Our next topic's a fun one: reinforcement learning. We can actually use this idea with an example of Pac-Man. We can actually create a little intelligent Pac-Man agent that can play the game Pac-Man really well on its own. You'll be surprised how simple the technique is for building up the smarts behind this intelligent Pac-Man. Let's take a look!
So, the idea behind reinforcement learning is that you have some sort of agent, in this case Pac-Man, that explores some sort of space, and in our example that space will be the maze that Pac-Man is in. As it goes, it learns the value of different state changes within different conditions.
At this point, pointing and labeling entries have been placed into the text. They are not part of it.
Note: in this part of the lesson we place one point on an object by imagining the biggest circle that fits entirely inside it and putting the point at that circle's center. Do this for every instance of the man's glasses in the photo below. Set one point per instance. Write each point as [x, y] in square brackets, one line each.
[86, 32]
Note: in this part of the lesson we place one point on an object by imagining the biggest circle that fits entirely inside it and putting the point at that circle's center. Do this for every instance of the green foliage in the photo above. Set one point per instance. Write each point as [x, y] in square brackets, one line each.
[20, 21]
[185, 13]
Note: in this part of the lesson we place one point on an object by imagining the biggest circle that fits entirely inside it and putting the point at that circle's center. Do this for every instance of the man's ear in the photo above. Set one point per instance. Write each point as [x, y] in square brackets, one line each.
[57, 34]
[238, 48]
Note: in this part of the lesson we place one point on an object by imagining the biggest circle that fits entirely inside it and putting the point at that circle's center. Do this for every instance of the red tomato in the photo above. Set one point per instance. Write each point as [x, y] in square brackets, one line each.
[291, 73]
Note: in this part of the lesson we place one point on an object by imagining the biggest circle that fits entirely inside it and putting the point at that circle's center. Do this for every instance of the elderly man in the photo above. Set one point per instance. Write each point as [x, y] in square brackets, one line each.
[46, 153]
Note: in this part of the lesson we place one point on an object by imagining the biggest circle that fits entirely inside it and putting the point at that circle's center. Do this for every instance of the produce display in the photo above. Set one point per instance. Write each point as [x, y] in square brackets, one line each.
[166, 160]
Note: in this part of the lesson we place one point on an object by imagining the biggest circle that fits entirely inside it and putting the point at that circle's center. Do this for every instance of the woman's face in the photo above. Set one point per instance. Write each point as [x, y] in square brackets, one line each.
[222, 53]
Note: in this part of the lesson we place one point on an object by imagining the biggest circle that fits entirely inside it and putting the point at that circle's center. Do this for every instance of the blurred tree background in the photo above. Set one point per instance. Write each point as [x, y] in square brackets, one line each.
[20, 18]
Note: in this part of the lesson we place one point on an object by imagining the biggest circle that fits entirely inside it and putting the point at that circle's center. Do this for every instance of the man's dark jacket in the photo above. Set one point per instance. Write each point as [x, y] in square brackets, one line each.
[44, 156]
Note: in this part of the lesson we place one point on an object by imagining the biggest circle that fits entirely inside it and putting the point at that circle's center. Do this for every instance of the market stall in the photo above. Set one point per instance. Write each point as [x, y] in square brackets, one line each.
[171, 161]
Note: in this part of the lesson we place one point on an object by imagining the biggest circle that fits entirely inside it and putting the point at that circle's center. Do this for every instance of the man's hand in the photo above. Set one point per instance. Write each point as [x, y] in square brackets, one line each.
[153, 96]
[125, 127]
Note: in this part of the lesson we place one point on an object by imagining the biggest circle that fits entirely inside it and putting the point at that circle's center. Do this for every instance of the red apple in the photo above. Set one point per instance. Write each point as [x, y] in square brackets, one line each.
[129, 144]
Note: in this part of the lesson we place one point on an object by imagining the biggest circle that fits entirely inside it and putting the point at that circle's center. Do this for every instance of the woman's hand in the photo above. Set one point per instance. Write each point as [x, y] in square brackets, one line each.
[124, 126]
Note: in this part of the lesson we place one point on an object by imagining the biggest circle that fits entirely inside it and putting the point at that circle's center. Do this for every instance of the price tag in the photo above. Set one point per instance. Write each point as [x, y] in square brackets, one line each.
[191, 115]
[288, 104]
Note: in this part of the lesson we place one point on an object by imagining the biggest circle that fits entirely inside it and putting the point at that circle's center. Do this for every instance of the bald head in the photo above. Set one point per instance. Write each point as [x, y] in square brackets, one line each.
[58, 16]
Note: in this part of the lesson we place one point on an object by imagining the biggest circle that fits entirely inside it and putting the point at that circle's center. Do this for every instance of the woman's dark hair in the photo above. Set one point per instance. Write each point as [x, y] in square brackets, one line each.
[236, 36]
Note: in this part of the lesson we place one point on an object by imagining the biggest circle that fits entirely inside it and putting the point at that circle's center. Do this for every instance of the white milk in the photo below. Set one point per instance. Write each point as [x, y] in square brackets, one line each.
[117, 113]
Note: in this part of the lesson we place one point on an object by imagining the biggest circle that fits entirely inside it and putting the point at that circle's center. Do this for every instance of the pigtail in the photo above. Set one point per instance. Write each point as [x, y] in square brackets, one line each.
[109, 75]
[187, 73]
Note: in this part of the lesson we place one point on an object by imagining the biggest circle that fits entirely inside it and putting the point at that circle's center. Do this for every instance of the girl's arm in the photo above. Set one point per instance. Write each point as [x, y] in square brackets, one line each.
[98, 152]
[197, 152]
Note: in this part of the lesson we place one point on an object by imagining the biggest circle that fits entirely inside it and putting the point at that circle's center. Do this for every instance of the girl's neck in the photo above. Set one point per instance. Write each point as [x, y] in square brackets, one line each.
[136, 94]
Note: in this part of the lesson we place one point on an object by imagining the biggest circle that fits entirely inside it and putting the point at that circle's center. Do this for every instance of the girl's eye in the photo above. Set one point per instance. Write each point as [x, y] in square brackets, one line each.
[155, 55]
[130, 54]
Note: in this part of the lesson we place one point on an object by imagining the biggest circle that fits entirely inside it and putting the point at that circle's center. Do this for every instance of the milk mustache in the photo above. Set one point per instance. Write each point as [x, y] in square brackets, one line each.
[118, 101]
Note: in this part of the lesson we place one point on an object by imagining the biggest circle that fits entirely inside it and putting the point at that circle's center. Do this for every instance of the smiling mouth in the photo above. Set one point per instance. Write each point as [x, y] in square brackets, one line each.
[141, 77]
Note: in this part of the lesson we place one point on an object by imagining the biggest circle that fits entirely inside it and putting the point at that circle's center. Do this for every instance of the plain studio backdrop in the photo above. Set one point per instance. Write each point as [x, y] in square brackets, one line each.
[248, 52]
For example, in the preceding image, the state of Pac-Man might be defined by the fact that it has a ghost to the South, and a wall to the West, and empty spaces to the North and East, and that might define the current state of Pac-Man. The state changes it can take would be to move in a given direction. I can then learn the value of going in a certain direction. So, for example, if I were to move North, nothing would really happen, there's no real reward associated with that. But, if I were to move South I would be destroyed by the ghost, and that would be a negative value.
As I go and explore the entire space, I can build up a set of all the possible states that Pac-Man can be in, and the values associated with moving in a given direction in each one of those states, and that's reinforcement learning. And as it explores the whole space, it refines these reward values for a given state, and it can then use those stored reward values to choose the best decision to make given a current set of conditions. In addition to Pac-Man, there's also a game called Cat & Mouse that is an example that's used commonly that we'll look at later.
The benefit of this technique is that once you've explored the entire set of possible states that your agent can be in, you can very quickly have a very good performance when you run different iterations of this. So, you know, you can basically make an intelligent Pac-Man by running reinforcement learning and letting it explore the values of different decisions it can make in different states and then storing that information, to very quickly make the right decision given a future state that it sees in an unknown set of conditions.